Following is a C program that encodes the Schur problem into DIMACS.
#include <stdio.h>
#include <stdlib.h>
int main(int argc, char**argv) {
int n = argc > 1 ? atoi (argv[1]) : 5;
printf("p cnf %d 0\n", n); // FIXME
for (int i = 1; i <= n; i++) {
for (int j = i; j <= n; j++) {
int k = i + j;
if (k <= n)
printf("%d %d %d 0\n", i, j, k),
printf("%d %d %d 0\n", -i, -j, -k);
}
}
return 0;
}
$ ./schur 2|satch -f -q
s SATISFIABLE
v -1 2 0
True: blue, False: red
We must assign: 1 2
$ ./schur 3|satch -f -q
s SATISFIABLE
v -1 2 3 0
We must assign: 1 2 3
$ ./schur 4|satch -f -q
s SATISFIABLE
v 1 -2 -3 4 0
We must assign: 1 2 3 4
The problem is symmetric, so we could swap the color
$ ./schur 5|satch -f -q
s UNSATISFIABLE
Conclusion: Shur(2)=5, because it is unsat for 5
Encoding Example: Pythagorean Triples Problem
Look at https://www.cs.utexas.edu/~marijn/ptn/ for an introduction
Wikipedia link: https://en.wikipedia.org/wiki/Boolean_Pythagorean_triples_problem?oldformat=true
#include <math.h>
#include <stdio.h>
#include <stdlib.h>
int main (int argc, char ** argv) {
int n = argc > 1 ? atoi (argv[1]) : 7825;
printf("p cnf %d 0\n", n); // FIXME
for (int i = 1; i <= n; i++) {
for (int j = 1; j <= n; j++) {
int k = sqrt (i*i + j*j);
if (k <=n && i*i + j*j == k*k)
printf("%d %d %d 0\n", i, j, k),
printf("%d %d %d 0\n", -i, -j, -k);
}
}
return 0;
}
This is an assignment calculated for all numbers up to 7824
White ones do not matter; they can be either colored blue or red
The solution for unsat has 5 Petabytes in size
People do not believe P and co-NP coincide
In practice: we do not care
In theory: if NP = co-NP, then there would always be short proofs: we guess an assignment, and checking if guessing is correct takes polynomial time (polynomial checking for everything that’s unsat)
Check Your Knowledge
- What is a CNF? Write the following as CNF:
- XOR
- If-then-else
- Bi-implication
- In SAT solving, do we usually check whether a formula is a tautology?
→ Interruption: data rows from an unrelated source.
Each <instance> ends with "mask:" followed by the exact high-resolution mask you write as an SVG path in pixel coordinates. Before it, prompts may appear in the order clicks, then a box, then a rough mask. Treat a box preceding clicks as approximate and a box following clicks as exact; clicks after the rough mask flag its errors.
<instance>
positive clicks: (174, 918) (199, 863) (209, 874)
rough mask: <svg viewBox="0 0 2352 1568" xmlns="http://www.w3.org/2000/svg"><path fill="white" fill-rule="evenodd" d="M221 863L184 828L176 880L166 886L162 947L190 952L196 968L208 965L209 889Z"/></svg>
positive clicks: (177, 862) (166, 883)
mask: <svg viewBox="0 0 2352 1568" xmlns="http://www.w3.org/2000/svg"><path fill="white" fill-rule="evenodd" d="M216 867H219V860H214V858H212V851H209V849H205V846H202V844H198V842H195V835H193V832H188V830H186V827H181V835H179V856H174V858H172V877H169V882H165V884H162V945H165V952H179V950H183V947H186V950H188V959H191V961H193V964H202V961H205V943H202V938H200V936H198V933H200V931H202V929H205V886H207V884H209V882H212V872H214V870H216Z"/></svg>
- What is the time complexity of SAT in general? What is the space complexity of SAT?
- Suppose we were to check whether the following two bits of C code were equivalent using a SAT solver. How would we approach the problem?
- Explain the Schur(2) problem! How would you create a SAT encoding for it?
- Explain the Pythagorean Triples problem! How would you create a SAT encoding for it?